Configuring data management policies in a cloud system

NetApp StorageGRID administrators utilize Information Lifecycle Management (ILM) policies to automate data management in their cloud system. Data policies are used to categorize, move, and retain data according to predefined rules.

 

This project’s goal is to simplify the setup of these intricate policies.

Methods used

Surveys

XML support log analysis

User interviews

Affinity mapping

Rapid prototyping

Usability testing

Gaining context through an analogy

Imagine a robot that places your shopped items in different rooms based on your command.

 

 

Your command contains:

  • What should be removed from your shopping cart? 
  • Where should it be stored?
  • How should it be stored?
  • Until when should it be stored?

Thus, the command to store a gallon of milk is: 

 

  • What? Milk
  • Where? Kitchen
  • How to store? Refrigerate
  • Until when? 1 week

You provide a precise sequence of commands to the robot, instructing it to place each item in the correct location for the required time.

 

For instance, “Put almond milk on the first shelf in the refrigerator, and oat milk on the second shelf.”

Analogy mapping

To understand this project through the analogy above, replace:

– Shopped items = Data to be stored

– Command = Data management rule

– Sequence of commands = Data management policy

– Robot = Data management engine.

 

Thus, storage administrators create a policy with rules that command the data management engine on how to store data.

 

Understanding the problem

Configuring a data management policy is the most important step in deploying a cloud system. Thus to understand the problems faced by users, I gathered both behavioral and attitudinal data through qualitative and quantitative methods.
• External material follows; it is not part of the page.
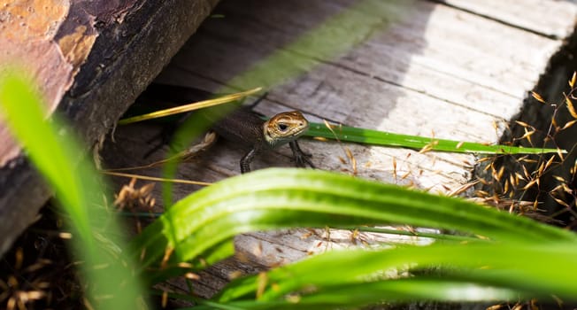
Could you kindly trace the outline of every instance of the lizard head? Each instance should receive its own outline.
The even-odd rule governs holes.
[[[298,111],[283,112],[273,116],[263,125],[268,144],[277,147],[296,140],[309,128],[309,121]]]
This comprehensive research highlighted the following problems:

1) Enhance user confidence in independently configuring policies

  • Users struggled with learning 5 new concepts for policy creation, causing panic, especially when encountering issues.
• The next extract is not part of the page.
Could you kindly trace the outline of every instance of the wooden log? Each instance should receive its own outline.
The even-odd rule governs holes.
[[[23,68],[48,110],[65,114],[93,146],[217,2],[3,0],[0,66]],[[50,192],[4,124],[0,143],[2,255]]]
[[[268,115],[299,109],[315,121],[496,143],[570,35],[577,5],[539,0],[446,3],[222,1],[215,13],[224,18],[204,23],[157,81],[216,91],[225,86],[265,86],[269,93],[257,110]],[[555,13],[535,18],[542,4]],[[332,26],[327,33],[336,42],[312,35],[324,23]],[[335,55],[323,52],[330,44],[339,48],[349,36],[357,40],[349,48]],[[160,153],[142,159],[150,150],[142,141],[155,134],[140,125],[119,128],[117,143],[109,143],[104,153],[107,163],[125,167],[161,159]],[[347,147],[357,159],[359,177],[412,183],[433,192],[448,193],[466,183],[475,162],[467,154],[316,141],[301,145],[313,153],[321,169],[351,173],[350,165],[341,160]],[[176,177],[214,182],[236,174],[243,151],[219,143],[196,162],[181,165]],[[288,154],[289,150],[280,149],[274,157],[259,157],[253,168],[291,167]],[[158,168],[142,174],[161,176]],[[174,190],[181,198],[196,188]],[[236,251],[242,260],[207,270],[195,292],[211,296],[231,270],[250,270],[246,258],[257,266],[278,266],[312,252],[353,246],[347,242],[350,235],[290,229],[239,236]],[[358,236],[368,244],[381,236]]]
2) Current configuration reverses the user's mental modal

  • Users prefer a top-down approach to policy creation compared to the existing bottom-up user flow. This discourages policy configuration and forces progress abandonment if steps are missed.
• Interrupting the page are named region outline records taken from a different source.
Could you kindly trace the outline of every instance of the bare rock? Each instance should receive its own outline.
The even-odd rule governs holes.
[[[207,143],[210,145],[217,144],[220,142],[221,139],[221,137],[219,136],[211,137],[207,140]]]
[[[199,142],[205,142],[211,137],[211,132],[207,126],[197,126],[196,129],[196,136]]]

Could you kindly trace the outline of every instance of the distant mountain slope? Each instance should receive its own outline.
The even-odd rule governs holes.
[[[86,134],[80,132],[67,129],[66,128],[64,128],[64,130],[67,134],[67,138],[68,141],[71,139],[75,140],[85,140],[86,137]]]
3) Prevent frequent policy changes to scale up the system

  • Admins frequently adjusted policies for adding new tenants or ensuring equitable data distribution with the addition of new hardware.

4) Provide information regarding the current state of system

  • Users anticipated metrics such as the time taken by the system to relocate existing data based on proposed policies and the current processing queue.

Exploring solutions to the problems

Increasing user confidence

 

  • The cloud system can offer smarter default rules and policies, reducing the need for alterations to the default setup.
  • The proposed flow minimizes inputs, educates users during policy setup, and prevents configurations with drastic consequences. Eg: Retention diagrams (below)
Example: Overhauling retention diagram to help users understand the policy

Inverting user's mental modal

  • Given the challenge of shifting established thought processes, especially among experts, the proposed flow offers users flexibility, allowing configuration at either the policy or granular storage level.
Example: Ability to configure rules while configuring a policy

Preventing frequent policy changes

  • In the current flow, editing active policies for new tenants can impact existing ones due to admin errors.
  • The proposed solution enables admins to scale by tagging policies, and associating them with tenant buckets for seamless storage environment scaling.
Other explorations to prevent frequent policy changes:

Informing user about the current state

The proposed flow provides metrics like the current physical storage supplemented with processing metrics to help users understand what is happening under the hood.

Testing and iteration

Frequent iterative testing helped us refine the language used in the system. The primary goal of testing was to ensure that users can configure a policy without reading any documentation. Highlights of the testing process include:

  • Additional information regarding data redundancy and network latencies can help users define better policies.
  • Ability to override the S3 native Bucket Policy JSON.
  • From an API perspective, create a custom management API, rather than relying on the native S3 bucket tag API.

Demo

Final thoughts

The extensive research that included both behavioral and attitudinal data along with statistics of real deployments helped convince stakeholders regarding changes to the user flow. Furthermore, the results of this research helped me realize that I cannot make an immediate drastic change to the user flow because experts were used to the current flow. Thus, I had to strategize a vision and take baby steps towards it. This project was implemented over a span of 18 months across two releases.